On the morning of Saturday 25 October 1760, George II died suddenly at Kensington Palace. His eldest son, Frederick, had died in 1752 and the crown therefore went to Frederick’s first born son, the 22 year old George, whose boyhood had been spent largely with his mother Augusta and his siblings, at Kew Palace.
The house that was to become Kew Palace was built in 1631 for Samuel Fortrey, a French-born Flemish merchant. Fortrey created an expensive and sumptuous home that was extravagantly decorated with magnificent molded plasterwork and detailed paint schemes
Royal associations with the building began in 1728 when the house was leased by Queen Caroline to be used for accommodation for the three elder daughters of George II. The small palace was also put to use as a school room with the future George III and his brother Edward educated there by leading politicians, musicians, and architects.
The first ‘truly British’ Hanoverian King, George III was keen to find a wife before his coronation, and after a search for suitable candidates, married Princess Charlotte of Mecklenburg-Strelitz in 1761, on the same day as he met her! In 1762, American colonists in the Carolinas paid honor to the royal couple by naming a city in honor or the new queen consort. They called their town Charlotte, and the surrounding county was named Mecklenburg in honor of the princess’s homeland.

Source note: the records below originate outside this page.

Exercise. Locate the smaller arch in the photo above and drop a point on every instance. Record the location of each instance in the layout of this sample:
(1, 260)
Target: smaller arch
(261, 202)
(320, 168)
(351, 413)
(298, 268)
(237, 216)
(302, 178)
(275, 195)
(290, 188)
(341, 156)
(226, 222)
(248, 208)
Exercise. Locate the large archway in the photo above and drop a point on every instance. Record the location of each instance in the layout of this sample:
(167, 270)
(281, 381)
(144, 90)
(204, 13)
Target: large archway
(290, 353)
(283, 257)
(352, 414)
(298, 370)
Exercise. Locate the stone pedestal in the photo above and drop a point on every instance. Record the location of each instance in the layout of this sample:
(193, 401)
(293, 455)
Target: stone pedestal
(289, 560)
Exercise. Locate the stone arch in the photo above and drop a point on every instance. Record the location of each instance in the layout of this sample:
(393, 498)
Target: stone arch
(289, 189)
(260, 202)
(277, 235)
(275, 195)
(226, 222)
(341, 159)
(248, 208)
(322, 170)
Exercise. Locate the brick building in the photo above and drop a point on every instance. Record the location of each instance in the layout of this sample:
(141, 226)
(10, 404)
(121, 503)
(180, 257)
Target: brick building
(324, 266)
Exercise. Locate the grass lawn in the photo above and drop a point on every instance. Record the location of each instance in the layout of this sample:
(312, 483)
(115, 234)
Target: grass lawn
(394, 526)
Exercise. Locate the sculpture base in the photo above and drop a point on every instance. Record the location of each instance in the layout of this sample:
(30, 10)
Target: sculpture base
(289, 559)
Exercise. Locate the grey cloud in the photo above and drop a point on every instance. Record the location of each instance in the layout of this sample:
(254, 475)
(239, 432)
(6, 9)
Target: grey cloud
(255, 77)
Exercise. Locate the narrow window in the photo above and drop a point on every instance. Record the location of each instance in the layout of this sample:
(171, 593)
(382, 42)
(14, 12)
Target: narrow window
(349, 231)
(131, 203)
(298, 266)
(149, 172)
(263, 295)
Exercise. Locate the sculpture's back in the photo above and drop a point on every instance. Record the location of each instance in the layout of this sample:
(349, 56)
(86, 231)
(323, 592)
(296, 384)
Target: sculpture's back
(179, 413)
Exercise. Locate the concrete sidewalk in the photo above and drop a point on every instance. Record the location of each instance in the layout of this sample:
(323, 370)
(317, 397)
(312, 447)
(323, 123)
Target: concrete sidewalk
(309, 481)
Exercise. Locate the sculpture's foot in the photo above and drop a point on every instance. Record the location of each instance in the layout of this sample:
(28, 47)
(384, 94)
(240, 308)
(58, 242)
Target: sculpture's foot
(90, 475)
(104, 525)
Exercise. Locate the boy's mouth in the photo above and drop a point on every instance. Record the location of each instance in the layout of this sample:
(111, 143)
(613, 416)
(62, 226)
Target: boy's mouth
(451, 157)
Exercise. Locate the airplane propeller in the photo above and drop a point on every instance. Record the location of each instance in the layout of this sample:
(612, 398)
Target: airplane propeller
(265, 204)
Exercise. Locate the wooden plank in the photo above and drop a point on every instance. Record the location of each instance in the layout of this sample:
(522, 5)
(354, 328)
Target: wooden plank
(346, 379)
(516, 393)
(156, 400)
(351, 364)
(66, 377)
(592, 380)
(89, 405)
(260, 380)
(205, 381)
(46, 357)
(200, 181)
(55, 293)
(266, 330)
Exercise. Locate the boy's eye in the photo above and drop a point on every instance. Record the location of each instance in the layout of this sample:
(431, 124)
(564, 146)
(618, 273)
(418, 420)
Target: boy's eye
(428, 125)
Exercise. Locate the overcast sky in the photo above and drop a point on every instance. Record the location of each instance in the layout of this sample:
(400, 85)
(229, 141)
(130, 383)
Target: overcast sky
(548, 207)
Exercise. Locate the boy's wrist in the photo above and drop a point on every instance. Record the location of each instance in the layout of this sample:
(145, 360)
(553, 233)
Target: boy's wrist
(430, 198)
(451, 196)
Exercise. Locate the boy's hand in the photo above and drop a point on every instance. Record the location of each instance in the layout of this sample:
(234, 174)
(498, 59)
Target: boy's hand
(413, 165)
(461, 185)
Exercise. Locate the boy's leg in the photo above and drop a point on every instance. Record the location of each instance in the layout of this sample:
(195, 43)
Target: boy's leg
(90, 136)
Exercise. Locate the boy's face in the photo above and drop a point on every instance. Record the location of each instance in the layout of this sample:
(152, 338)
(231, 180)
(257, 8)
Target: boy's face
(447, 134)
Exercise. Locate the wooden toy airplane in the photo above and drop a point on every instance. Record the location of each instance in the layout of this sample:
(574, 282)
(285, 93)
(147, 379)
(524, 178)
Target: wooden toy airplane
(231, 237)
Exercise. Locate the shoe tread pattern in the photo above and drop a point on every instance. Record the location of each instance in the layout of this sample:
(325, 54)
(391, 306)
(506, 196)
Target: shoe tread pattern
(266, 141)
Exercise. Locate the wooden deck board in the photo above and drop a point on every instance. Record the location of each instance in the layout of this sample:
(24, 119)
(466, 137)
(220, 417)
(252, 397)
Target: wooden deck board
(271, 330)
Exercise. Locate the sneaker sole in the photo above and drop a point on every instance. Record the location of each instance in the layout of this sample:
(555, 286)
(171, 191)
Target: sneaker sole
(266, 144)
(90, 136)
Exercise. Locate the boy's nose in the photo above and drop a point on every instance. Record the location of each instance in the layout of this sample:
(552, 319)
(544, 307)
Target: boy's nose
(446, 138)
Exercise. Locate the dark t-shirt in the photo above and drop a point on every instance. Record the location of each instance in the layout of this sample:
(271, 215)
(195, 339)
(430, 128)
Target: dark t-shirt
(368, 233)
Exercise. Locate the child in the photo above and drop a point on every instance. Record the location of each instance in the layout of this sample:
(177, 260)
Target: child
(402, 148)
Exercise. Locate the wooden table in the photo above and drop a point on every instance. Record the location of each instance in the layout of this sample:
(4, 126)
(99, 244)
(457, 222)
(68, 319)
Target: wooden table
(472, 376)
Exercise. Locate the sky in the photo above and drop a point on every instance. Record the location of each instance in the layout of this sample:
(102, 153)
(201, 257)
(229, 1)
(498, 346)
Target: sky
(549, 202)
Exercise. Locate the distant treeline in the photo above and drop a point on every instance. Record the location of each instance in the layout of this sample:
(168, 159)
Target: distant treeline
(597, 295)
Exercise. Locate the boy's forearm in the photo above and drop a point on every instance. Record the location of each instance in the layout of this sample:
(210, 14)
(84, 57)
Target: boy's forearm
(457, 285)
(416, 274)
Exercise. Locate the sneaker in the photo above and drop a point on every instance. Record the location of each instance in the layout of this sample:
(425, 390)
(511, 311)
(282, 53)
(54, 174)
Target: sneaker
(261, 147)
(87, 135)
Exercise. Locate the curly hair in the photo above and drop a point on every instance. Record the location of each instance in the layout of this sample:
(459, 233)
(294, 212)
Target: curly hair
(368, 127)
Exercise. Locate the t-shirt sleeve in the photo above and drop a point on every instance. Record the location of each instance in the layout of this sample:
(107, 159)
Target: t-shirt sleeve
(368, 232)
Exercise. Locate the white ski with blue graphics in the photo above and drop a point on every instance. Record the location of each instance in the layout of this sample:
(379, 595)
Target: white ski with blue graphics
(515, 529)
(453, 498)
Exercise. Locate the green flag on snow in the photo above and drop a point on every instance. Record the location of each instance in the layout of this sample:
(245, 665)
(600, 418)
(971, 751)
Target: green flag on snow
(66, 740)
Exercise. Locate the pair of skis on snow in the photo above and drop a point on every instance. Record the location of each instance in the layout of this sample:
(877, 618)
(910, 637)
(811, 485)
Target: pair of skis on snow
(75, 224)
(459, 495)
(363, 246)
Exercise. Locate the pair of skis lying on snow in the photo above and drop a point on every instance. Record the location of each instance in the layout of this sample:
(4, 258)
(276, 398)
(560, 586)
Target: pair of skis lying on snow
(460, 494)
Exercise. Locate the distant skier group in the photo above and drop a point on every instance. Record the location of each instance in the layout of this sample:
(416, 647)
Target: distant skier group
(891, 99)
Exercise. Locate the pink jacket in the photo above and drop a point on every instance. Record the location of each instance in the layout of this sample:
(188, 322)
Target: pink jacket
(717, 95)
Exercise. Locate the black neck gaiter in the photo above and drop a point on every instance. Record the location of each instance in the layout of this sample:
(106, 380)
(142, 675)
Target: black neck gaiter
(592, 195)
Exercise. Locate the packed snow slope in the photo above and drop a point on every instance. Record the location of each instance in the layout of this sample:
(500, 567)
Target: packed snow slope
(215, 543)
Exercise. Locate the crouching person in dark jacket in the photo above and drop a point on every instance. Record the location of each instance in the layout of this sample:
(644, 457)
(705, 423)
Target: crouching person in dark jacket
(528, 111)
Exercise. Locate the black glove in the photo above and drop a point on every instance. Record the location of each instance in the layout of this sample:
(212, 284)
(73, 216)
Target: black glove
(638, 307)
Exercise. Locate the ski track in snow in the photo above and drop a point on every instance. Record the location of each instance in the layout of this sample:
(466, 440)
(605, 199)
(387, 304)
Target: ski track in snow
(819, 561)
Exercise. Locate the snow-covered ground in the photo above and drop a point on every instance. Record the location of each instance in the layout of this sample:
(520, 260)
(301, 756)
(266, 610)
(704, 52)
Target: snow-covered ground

Located at the far end of what is now Kew Gardens, Queen Charlotte’s cottage is an early example of a cottage orné, a rustic cottage built as a country retreat, not as a residence. The cottage was used by the royal family for resting and taking tea during walks in the gardens.
George revealed himself to be a family man at heart, and he and Charlotte had a long and happy marriage. Together they had fifteen children over 21 years. The size of George III’s and Queen Charlotte’s rapidly growing family no doubt created something of a crisis for nursery accommodation.